Is it possible to negotiate interest rates?
Occasionally some lenders are willing to negotiate on both the loan rate and the number of points. This isn’t typical among many of the established lenders who set their rates. Nevertheless, it never hurts to shop around, know the market and try to get the best deal. Always look at the combination of interest rate and points and get the best deal possible. This is reflected in what is called the APR or Actual Percentage Rate.
The interest rate is much more open to negotiation on purchases that involve seller financing. Generally, these are based on market rates but some flexibility exists when negotiating such a deal.
Is it better to buy a new home or a resale?
Some people feel that buying into a new-home community is a bit riskier than purchasing a house in an established neighbourhood. Future appreciation in value in either case depends upon many of the same factors. Others believe that a new home is less risky because things won’t “wear out” and need replacement.
“Existing homes have been appreciating a little more than new homes but every once in awhile they’re at the same level and sometimes the new home prices go up a little quicker” according to the National Association of REALTORS® (NAR).
Fixer-Uppers - Are they good or bad?
Can you borrow the money to repair?
Know what the costs are up front! Get quotes from at least two reputable local contractors, architectural firms and materials suppliers. Explain exactly what you want to do and discuss various options. Then, take the most reasonable quote and add 10 to 15 per cent for unexpected costs.
Major repairs can be: a new heating system, roof, replacement windows, etc. You may then also finance additional repairs and improvements i.e.: new carpeting, kitchen cabinets, appliances, etc. You must of course “qualify” for the total amount you will be borrowing.
Is there a good "return" for my efforts?
The resale market is often difficult because you are competing with new construction. You need to give your home every competitive advantage you can if you are selling an older home.
Home offices are a relatively new remodeling trend.

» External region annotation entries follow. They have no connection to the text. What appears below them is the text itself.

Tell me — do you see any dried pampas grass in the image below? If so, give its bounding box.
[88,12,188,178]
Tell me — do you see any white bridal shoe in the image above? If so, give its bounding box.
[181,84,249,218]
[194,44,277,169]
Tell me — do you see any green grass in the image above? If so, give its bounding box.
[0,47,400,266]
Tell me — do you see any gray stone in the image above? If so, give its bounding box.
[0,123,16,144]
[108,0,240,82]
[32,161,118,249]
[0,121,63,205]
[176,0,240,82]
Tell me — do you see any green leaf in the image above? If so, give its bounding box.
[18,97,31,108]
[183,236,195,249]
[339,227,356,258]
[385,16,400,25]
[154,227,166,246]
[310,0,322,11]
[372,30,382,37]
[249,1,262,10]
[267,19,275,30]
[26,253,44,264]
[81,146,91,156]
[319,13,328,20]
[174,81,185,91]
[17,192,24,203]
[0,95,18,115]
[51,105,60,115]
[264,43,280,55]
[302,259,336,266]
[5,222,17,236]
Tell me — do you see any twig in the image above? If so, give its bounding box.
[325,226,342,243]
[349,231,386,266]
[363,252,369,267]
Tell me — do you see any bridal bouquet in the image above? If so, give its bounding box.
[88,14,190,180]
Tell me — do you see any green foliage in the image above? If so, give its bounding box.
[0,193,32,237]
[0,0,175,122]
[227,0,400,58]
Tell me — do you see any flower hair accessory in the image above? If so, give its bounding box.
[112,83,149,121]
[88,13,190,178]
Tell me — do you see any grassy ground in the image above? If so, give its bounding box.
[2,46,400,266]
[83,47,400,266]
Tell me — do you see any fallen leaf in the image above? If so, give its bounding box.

Adding one to a house often recoups 58 percent of the costs, according to a survey found in a report called “Cost vs. Value Report” in Remodeling Magazine.
Are foreclosures good or bad ideas?
Buying directly at a legal foreclosure sale can be risky and dangerous. The process has many disadvantages. There is no financing so purchases require cash. The title needs to be checked before the purchase or the buyer could buy a seriously deficient title. The property’s condition is not well known and generally, an interior inspection of the property is not possible before the sale.